Burgess Mike Ciaciarella said the ordinance needed time for bugs to be worked out before the board discusses funding the position next year.
Ramos said the ZEO handles zoning issues, not blight, which might not come under the ZEO’s jurisdiction.
“Yes, he handles probably some of the calls for trash or furniture. That’s insignificant to true blight that’s going on,” Ramos said.
During a recent budget meeting, Burgess Tamath Rossi agreed. She said the ZEO handles a narrow set of regulations
“The blight ordinance is much more encompassing,” she said.
With the town anticipating more foreclosures, Rossi said the situation is likely to get worse.
“The current process we have in place doesn’t work. Period,” Rossi said. “It’s really very short-sighted not to pursue this.”
Some board members raised concerns that even at $20,000 the pay wouldn’t be enough to attract competent talent.
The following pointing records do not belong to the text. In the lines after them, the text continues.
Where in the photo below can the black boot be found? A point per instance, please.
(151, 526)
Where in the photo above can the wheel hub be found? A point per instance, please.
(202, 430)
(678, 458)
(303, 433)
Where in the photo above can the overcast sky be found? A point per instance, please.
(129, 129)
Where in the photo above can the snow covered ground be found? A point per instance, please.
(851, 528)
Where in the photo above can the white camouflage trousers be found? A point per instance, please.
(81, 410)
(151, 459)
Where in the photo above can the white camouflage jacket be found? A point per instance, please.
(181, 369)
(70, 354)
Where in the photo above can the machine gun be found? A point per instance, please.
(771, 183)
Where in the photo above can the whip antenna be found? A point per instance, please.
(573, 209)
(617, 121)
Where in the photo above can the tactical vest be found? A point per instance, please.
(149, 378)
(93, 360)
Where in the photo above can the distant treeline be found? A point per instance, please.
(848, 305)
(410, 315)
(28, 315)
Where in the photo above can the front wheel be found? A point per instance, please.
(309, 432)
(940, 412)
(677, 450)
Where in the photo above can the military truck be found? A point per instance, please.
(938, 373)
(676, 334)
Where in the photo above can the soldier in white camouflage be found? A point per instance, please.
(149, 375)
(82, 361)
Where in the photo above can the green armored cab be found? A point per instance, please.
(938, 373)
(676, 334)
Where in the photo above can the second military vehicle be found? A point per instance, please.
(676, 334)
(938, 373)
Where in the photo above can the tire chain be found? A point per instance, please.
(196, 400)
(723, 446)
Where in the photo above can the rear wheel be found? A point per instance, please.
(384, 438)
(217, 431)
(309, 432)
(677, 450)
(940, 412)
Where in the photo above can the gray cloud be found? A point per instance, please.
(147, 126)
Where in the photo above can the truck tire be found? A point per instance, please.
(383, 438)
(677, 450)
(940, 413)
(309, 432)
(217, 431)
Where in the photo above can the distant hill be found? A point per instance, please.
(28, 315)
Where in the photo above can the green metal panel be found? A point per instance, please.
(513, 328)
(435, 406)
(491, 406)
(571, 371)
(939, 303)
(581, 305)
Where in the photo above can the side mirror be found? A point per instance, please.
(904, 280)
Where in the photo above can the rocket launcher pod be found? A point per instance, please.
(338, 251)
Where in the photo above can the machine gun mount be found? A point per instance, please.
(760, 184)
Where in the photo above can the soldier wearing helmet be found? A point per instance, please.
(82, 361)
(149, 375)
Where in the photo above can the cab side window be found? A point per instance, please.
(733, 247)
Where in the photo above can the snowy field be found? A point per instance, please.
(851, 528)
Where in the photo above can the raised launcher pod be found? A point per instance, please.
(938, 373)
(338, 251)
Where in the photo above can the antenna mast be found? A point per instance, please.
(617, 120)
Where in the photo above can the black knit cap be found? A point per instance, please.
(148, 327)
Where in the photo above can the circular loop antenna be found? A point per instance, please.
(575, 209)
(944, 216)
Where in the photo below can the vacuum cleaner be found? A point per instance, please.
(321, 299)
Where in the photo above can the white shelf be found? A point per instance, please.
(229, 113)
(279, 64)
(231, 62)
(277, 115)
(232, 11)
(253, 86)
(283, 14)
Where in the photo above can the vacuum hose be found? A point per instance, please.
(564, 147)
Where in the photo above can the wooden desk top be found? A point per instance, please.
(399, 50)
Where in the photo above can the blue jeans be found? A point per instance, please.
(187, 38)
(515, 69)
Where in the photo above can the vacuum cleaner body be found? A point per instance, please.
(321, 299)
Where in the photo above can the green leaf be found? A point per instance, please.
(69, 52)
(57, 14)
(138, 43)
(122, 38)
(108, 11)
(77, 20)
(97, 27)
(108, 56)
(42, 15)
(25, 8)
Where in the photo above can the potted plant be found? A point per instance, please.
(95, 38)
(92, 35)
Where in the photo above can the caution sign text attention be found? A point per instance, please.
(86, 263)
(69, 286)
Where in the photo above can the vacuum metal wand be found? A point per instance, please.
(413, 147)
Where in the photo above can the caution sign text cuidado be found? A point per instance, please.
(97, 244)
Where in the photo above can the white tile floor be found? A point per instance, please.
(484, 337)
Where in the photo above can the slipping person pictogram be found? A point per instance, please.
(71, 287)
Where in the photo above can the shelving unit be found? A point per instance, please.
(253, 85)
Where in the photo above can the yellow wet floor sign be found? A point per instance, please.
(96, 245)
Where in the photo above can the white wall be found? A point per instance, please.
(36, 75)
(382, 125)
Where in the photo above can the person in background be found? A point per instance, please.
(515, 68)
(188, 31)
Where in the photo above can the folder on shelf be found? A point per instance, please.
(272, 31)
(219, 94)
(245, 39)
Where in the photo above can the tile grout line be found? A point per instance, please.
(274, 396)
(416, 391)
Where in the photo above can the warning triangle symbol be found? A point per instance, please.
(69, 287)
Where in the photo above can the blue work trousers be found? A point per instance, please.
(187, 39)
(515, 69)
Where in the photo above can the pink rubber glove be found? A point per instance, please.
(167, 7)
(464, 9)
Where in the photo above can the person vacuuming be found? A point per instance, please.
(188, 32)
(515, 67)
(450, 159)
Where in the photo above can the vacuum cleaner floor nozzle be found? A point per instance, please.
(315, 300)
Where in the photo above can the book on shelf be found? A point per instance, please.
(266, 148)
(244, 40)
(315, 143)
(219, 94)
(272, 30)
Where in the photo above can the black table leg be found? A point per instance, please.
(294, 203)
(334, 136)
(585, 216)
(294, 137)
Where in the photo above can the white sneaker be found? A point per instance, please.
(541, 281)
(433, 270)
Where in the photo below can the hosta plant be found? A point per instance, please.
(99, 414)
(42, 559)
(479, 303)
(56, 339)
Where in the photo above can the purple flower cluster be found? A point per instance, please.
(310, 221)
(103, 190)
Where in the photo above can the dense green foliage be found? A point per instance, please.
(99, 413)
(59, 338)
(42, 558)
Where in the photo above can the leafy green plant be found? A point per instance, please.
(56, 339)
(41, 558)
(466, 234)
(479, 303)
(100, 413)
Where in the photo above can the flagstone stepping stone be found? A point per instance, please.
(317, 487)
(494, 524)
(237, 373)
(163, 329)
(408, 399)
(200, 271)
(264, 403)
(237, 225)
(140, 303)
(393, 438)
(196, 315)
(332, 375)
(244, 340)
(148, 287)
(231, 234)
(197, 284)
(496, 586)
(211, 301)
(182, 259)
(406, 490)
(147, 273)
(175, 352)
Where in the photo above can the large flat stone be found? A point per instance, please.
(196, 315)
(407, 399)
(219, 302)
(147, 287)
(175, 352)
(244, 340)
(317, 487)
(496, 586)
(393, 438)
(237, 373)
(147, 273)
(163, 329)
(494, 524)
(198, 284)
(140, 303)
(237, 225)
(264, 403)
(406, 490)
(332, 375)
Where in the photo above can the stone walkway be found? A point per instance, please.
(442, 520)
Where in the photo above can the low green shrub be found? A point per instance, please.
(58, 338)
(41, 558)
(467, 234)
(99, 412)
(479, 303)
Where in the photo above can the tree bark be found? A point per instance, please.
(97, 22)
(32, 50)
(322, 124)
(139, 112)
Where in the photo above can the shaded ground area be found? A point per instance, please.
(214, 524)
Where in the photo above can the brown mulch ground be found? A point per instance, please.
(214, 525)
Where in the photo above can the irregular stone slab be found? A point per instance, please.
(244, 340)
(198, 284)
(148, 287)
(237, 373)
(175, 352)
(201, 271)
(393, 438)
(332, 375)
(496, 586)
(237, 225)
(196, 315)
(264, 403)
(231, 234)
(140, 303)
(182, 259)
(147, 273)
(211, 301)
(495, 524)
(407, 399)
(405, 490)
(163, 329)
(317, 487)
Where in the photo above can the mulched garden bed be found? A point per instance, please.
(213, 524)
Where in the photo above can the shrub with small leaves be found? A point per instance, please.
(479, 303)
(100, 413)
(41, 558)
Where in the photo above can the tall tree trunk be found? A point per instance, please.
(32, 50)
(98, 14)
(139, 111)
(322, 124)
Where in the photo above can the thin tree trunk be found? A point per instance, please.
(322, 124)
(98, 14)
Rossi said she’s already heard from several retired police officers interested in the position.
Ramos said it may not be necessary to fund a new position if another person already working for the town could take on the new duties.
“When you have a person doing a specific job, you get the job done,” Ramos said.
Board members opposed to funding the position said they support the ordinance.
Board of Finance member Don Carton said the town should try to enforce the ordinance without the position for a year to see if it could work.
“I don’t think, at this point, we need to spend anything,” Burgess Catherine Earnsky said.
Diane Scinto said she was on the fence with the issue. A few years ago, Scinto said she had trouble selling her house because of a blighted property nearby. After seeing the pictures Ramos took, Scinto said it was obvious that blight was a real problem in Naugatuck. If the position was funded, Scinto said she wanted proof that it was effective.
“I want to see proof in the pudding. Otherwise, it’s not being funded right now,” Scinto said.
Mayor Robert Mezzo has been a strong supporter of the blight ordinance, including the need for a blight officer. He said the ordinance gives the town a legal recourse to force institutions that own foreclosed properties to clean them up.
Ramos said that blight deters new businesses from coming to town and adding to the tax base.
“Without business, we’re just going to be paying high taxes forever,” Ramos said.
She said the Naugatuck Valley has a bad reputation.
“We really need to move forward,” Ramos said.